Maintaining macroeconomic stability

The Covid-19 crisis has made the Indian economic policy environment extremely tricky. Decisions in the area of monetary policy, financial sector regulation, and fiscal policy over the next few quarters will have an enduring impact on the economy. In the context of monetary policy, headline inflation has been above the upper end of the target band for several months, which has created significant policy uncertainty. If it does not come down quickly, the monetary policy committee (MPC) would have to take remedial action. 

It would not be easy to increase interest rates when the output is contracting. The rate-setting committee would probably have to hold interest rates in the near term, which means that the monetary policy will not be able to extend more support to the real economy. Even if the central bank decides to cut rates, it will not have the desired impact because the markets would factor in its limitation and the possibility of a quick reversal.

Further, aside from the near-term complications in policymaking, the inflation target will come up for review in a few months. Although inflation has been above the target band in recent months, the adoption of the flexible inflation-targeting framework has worked well. Nonetheless, some commentators have suggested that the target should be revised to accommodate higher inflation, or the policy should be anchored to core inflation. All such issues were discussed and settled by the Urjit Patel committee.

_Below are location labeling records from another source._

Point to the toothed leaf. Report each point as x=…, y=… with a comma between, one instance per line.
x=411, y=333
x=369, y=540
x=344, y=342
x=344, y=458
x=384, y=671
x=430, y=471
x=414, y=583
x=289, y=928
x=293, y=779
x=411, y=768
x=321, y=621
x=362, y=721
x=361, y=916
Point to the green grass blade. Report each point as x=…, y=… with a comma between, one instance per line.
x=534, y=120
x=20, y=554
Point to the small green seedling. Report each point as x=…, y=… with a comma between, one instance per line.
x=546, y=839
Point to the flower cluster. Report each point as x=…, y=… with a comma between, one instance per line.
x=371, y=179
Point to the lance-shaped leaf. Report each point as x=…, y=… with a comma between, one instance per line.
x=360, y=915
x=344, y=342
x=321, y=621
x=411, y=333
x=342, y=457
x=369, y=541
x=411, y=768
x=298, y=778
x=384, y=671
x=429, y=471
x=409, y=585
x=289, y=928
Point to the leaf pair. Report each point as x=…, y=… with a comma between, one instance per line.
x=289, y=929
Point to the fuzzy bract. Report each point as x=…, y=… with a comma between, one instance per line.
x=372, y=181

Even though the fundamental reasoning has not changed, the government can constitute an expert panel to review the overall framework. However, it would be critical to ensure that changes, if any, are well-reasoned. An impression that the policy establishment is simply willing to accommodate higher inflation would affect policy credibility and increase risks to financial stability. In fact, the idea should be to strengthen the framework. In the recent past, the Reserve Bank of India (RBI) has reduced the reverse repo rate, which is outside the purview of the MPC but is linked to the policy repo rate, and flooded the system with liquidity, practically making the rate-setting committee redundant. Since the reverse repo rate becomes the operating rate when liquidity is in surplus, the central bank can technically reduce rates outside the MPC. Any hint that the MPC can be bypassed should be avoided. If interest rates need to be brought down, it should be done only through the MPC.

The other area which will require special attention is the state of the financial sector. The RBI has decided to allow one-time restructuring of loans as the moratorium on repayment is ending. While the details of the programme are being framed by a panel headed by veteran banker K V Kamath, it would be important to ensure that the mechanism is not used to hide bad loans. The banking regulator will need to be extra vigilant in reviewing the books of banks and non-banking financial companies. A situation where the actual state of the bank balance sheet is hidden for far too long should be avoided.

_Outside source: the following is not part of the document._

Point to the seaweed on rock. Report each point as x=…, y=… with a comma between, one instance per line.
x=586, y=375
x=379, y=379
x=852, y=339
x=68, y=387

A build-up of bad loans in the system, which is a real possibility, could pose a threat to both financial stability and economic growth. The RBI will need to ensure that the government also puts adequate capital in public sector banks (PSBs) and it doesn’t end up relaxing regulations to make life easier for state-run banks and, possibly, pushing credit growth. As former deputy governor Viral Acharya has highlighted in his book Quest for Restoring Financial Stability in India, the central bank gets pulled into negotiations with the government regarding regulatory forbearance as timely recognition of losses results in additional capital requirement for PSBs and puts pressure on the Budget. Both the government and the regulator would need to avoid this. The way the banking regulator handles the emerging stress in the coming quarters will be critical for ensuring financial stability and enabling growth. The first test will be the restructuring programme.

Finally, how the government manages its finances in the medium term will be important. The Union government has increased its borrowing target by 50 per cent compared to the Budget estimates. But it crossed the 50 per cent mark of the revised deficit target in the first quarter. Thus, even if the situation improves in the second half, higher borrowings would largely be used to cover the revenue shortfall. The government may not be in a position to increase expenditure and push economic activity as is being suggested by some of its talking heads. The government would need to take a call in this context in the near term.

A substantial increase in government borrowing will further push up the debt stock, which is anyway expected to go up significantly this year. The borrowing limit for states may have to be relaxed further because of the shortfall in tax collection, particularly the goods and services tax. However, the general government deficit would need to be aligned to the possibility that post-pandemic growth could be much lower, which can increase debt sustainability risks. Therefore, policymakers will need to strike a fine balance while addressing the immediate needs of the economy and preserving longer-term economic stability.